An occupational hazard of competitive tendering is that you have to learn to live with rejection. Even the very best companies experience more “No” than “Yes” when tendering for work. Some of the time the “No” is explained with a detailed spreadsheet, showing how you scored against the client’s criteria; sometimes you receive some more general, qualitiative feedback; sometimes the “No” is deadpan and unexplained. Most of the time, whatever the level of feedback, the No is delivered electronically with an apologetic explanatory sentence.
Despite the thick skin I have developed to cope with this, I did not react too well this week when, in response to a tender document I’d prepared, I received an email saying “Thank you for your submission, but I regret to inform you that you have been unsuccessful in your application…” It wasn’t the No that upset me - although, as Samuel Beckett put it, ‘no’s knife in yes’s back’ is never entirely comfortable - but the fact that the email began “Dear Sir/Madame” [sic].
Now I know that research managers are busy people, and selecting the winning proposal from a few dozen tender documents is difficult and risky and time-consuming. But to send a mass rejection email using blind carbon copy seems to me to display a basic lack of civility. Every recipient of that email had tried hard to write a proposal to win a piece of work to look at the low carbon economy; every one of them had thought hard about the issues and the methodology and the timetable and the pricing and so on; and every one of them had put in many hours of effort to try to win the contract.

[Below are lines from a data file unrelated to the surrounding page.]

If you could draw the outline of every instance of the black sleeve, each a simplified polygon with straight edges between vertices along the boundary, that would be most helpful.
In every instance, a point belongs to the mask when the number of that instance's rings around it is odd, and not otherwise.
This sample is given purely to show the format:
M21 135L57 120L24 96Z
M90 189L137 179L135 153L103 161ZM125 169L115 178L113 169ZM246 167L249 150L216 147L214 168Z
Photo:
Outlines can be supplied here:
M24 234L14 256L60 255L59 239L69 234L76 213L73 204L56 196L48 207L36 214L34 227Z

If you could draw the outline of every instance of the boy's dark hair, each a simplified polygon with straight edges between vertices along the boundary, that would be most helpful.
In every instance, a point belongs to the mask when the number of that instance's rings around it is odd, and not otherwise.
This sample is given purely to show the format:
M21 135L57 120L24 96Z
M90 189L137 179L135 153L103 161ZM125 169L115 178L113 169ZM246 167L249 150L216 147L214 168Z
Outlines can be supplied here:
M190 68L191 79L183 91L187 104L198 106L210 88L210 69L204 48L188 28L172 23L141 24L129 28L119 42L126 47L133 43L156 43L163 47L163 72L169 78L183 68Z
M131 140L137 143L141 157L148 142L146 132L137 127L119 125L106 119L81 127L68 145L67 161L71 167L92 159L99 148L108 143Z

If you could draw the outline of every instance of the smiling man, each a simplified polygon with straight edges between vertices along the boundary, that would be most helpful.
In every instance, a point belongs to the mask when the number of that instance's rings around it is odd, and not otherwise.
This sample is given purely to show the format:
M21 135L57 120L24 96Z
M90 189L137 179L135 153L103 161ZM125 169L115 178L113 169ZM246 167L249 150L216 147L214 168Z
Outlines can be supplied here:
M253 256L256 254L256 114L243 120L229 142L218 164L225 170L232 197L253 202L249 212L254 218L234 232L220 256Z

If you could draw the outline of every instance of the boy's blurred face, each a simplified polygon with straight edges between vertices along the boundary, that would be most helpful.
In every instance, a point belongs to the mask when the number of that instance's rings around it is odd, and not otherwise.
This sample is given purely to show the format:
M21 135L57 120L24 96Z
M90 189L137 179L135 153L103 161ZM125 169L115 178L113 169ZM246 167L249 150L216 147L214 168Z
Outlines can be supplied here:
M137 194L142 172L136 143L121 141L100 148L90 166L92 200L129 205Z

And the individual with the responsibility of telling all these people that they had been unsuccessful couldn’t even be bothered to spend half an hour writing ‘Dear Mr Fell’ or ‘Dear Ms Jones’ or ‘Dear Dr Mudgal’.
Perhaps I am not displaying the right attitude of ‘customer service’ here. Perhaps, if the customer is always right, they have the right to dismiss me with a casual ‘Sir/Madame’. Perhaps I should just take it on the chin, get back in my place and work even harder to win the customer’s business next time.
Er, no. Tackling climate change, devising the low carbon economy and running twenty first century enterprises requires collaboration, partnership, engagement, trust, mutual respect. Yes, money needs to change hands (there’ll always be a client and a provider) but the best work comes from sensible, grown up working relationships in which both sides learn and contribute. This single, thoughtless act of disregard - ‘Dear Sir/Madame’ - tells me clearly that such a mature relationship with this particular organisation would be impossible.
Maybe I’m cutting off my nose to spite my face (it’s something I’ve been accused of before), but I’d rather have a little less money than work with someone that holds me in such low regard.